O aumento da população de andarilhos na Avenida Afonso Pena, na região central de Campo Grande, tem gerado insegurança constante para comerciantes e clientes. Uma trabalhadora de um restaurante denunciou episódios de ameaças, danos materiais e abordagens frequentes em frente ao estabelecimento. Segundo ela, pedidos de ajuda foram feitos à assistência social e à Polícia Militar, mas as respostas se limitaram a orientações, sem medidas práticas.
A recomendação recebida é que não sejam distribuídas marmitas e que as pessoas em situação de rua sejam encaminhadas a centros de acolhimento. A funcionária relata que, ao negar comida, já houve xingamentos, chutes em objetos e até retirada de grades do canteiro. Em um dos casos, encontrou o carro amassado após o expediente. Comerciantes vizinhos também relatam prejuízos e clientes receosos de permanecer na calçada. Somente em uma manhã de sábado, dois clientes teriam reclamado de abordagens.
A sensação, segundo ela, é de abandono diante da ausência de solução efetiva do poder público.
Guarda Civil Metropolitana
A Guarda Civil Metropolitana (CGM) intensificará as rondas da Guarda Civil Metropolitana (GCM) na região central nos próximos dias. A segurança pública no município é realizada de forma integrada com as forças do Governo do Estado e do Governo Federal, conforme prevê a Constituição Federal. À GCM cabe, prioritariamente, a realização de rondas em prédios públicos e o apoio às forças ostensivas, como a Polícia Militar.
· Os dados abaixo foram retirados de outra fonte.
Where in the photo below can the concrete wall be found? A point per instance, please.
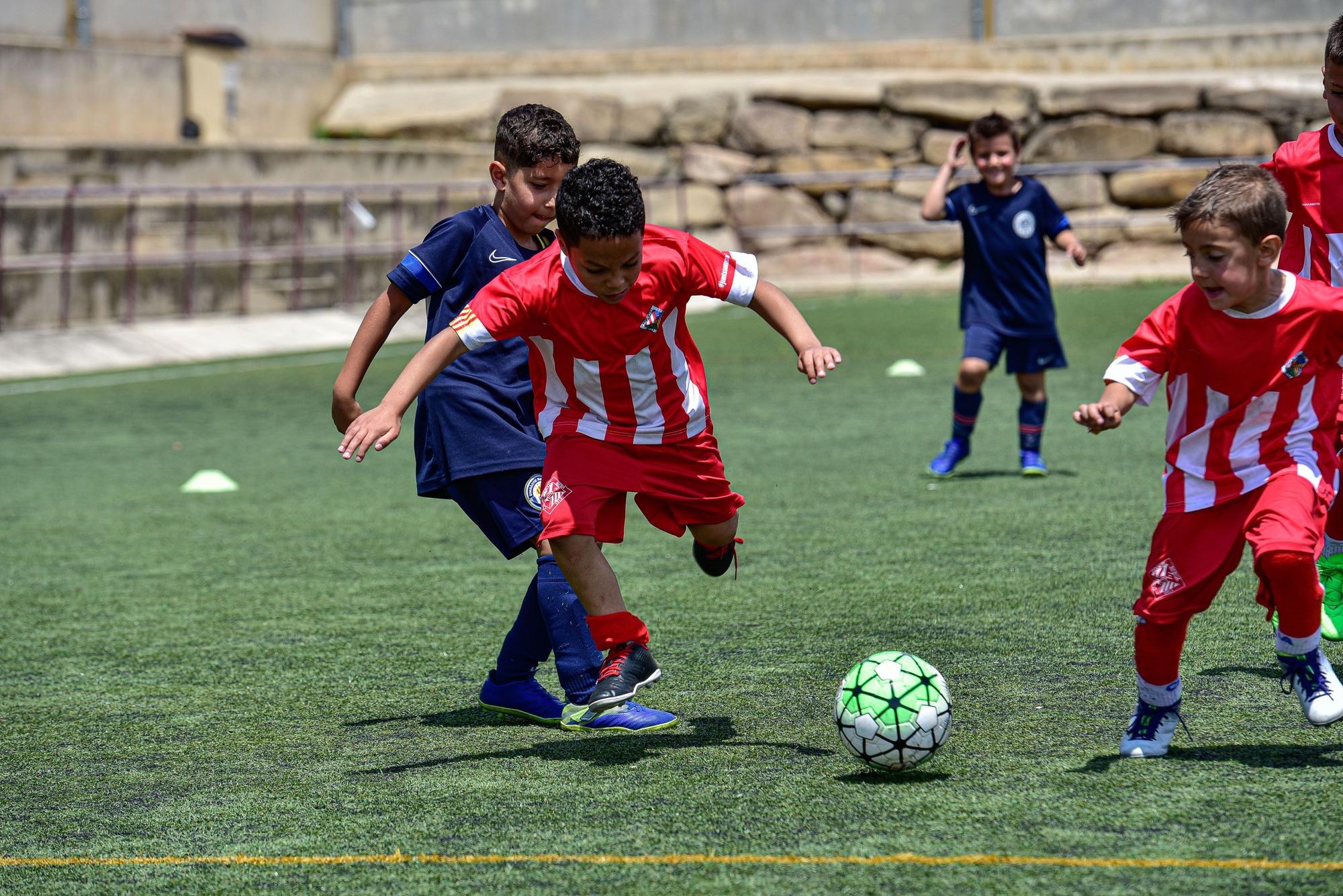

Paralelamente, a Secretaria de Assistência Social (SAS) mantém de forma contínua o trabalho do Serviço Especializado em Abordagem Social (SEAS), com oferta de acolhimento e demais serviços da Rede de Assistência Social às pessoas em situação de rua. As equipes atuam diariamente nas sete regiões da Capital, 24 horas por dia, realizando buscas ativas e atendendo denúncias, sempre respeitando o direito de recusa ao atendimento. O serviço pode ser acionado pelos telefones (67) 99660-6539, 99660-1469 e 156.
Patrulhamento da PMMS
Em nota, a Polícia Militar expressou que faz patrulhamento preventivo na região:
Em atenção à solicitação, a PMMS informa que o patrulhamento preventivo é realizado diuturnamente na região informada, por meio das equipes de radiopatrulha da Polícia Militar, do 1º Batalhão de Polícia Militar, bem como por nossas Unidades de atuação especializada, como o Batalhão de Choque e Batalhão de Trânsito.
Rondas preventivas e abordagens policiais ocorrem diariamente, em todos os turnos, e em todos os bairros da Capital, inclusive nos arredores da praça e ruas principais do centro da capital.
Todo policiamento é realizado com base na análise de dados estatísticos, extraídos dos Boletins de Ocorrências e também dos atendimentos à comunidade local.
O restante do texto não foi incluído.